Northwestern professor hosts reading, Q&A on book about Michelle Obama

Lauren Duquette/The Daily Northwestern

Medill Prof. Peter Slevin discusses his biography of First Lady Michelle Obama in a Q&A with Medill Prof. Ava Thompson Greenwell. The biography, released April 7, is the first comprehensive account of Obama’s life.

Peter Kotecki, Reporter

Medill Prof. Peter Slevin held a reading and Q&A on his book about Michelle Obama, where he spoke about the First Lady’s journey to the White House and the lesser-known parts of her story.

The event was held in the McCormick Foundation Center Forum on Tuesday for an audience of more than 50 people.

Slevin’s book chronicles Obama’s life, from her experiences growing up on the South Side of Chicago to becoming the first African-American First Lady of the United States.

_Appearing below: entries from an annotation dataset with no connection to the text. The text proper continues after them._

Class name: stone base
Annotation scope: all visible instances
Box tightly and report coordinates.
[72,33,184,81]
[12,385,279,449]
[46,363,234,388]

Excerpts from Slevin’s book, “Michelle Obama: A Life,” were featured in Politico’s magazine last month, and the book was released April 7.

Obama, who attended Princeton University and Harvard Law School has advocated for equality, nutrition and military families during her time at the White House.

Slevin said he was interested in creating the biography because he wanted to write about a remarkable woman whose trajectory is both familiar and mysterious.

“I wanted to try to understand kind of not only what she is saying in the White House, where she … is talking about inequality, she is talking about fairness … but also why,” Slevin said.

Slevin, who spent four years working on the biography, said he wanted to tell the story of Obama against the backdrop of the history she herself has lived.

“Michelle Obama says, ‘I’m a statistical anomaly,’” Slevin said. “She says, ‘I am not supposed to be here,’ and she felt that in many different times in her life.”

Upon graduating Harvard, Obama returned to Chicago in 1988 and worked in corporate law for three years, Slevin said. She then worked for the Chicago City Hall before creating Public Allies Chicago, a leadership training program for young people.

“She called it the happiest time of her professional life, because she said it was something that was all hers, something that she made, something that she felt was making a difference,” Slevin said.

Medill Prof. Ava Thompson Greenwell, who attended the same high school as Obama, facilitated the Q&A portion of the event.

Greenwell asked Slevin about the challenges he encountered during the process of writing the Obama biography. Slevin said one challenging aspect was figuring out what story to tell about her life.

“Another challenge, of course, was trying to weave the history into it, because I think this is a story about Michelle Obama, but it is also a story about our times,” he said.

Greenwell and Slevin discussed the process of acquiring sources for the biography. Slevin said he hadn’t been granted access to speak to the First Lady since the first presidential campaign, when he interviewed her twice. He said he relied on dozens of friends, relatives, mentors and professors to learn more about her.

“I have something fortunate, something lucky, and that is: Michelle Obama, even though she doesn’t give interviews very often to what we can consider the mainstream media, the Post, the Times, she does do lots of question-and-answer sessions, she does give interviews in places like Google Hangouts, she does give speeches,” Slevin said.

Slevin said he read hundreds of thousands of Obama’s words and used them to include her voice in the book. After finishing the book, Slevin said he contacted several sources and read parts of the book to them. He asked Obama’s friends and relatives whether anything was wrong and needed to be changed. In the end, no source asked him to change anything, Slevin said.

He said he looks forward to teaching again at Northwestern next year, and hopes to relate Obama’s story to courses he will teach in the future.

Medill senior Yvonne Ashley Kouadjo said she met Slevin during the fall of her freshman year and began helping him with the research needed to write the biography.

“It’s really cool, as a student, to work on something meaningful,” Kouadjo told The Daily. “Sometimes the work we have, you write papers and you do all this work, but then to work on a tangible book and project along with other student researchers … They were all so amazing and super intelligent, and I just learned a lot from them and from Peter. Just having the experience and working on the book was pretty phenomenal.”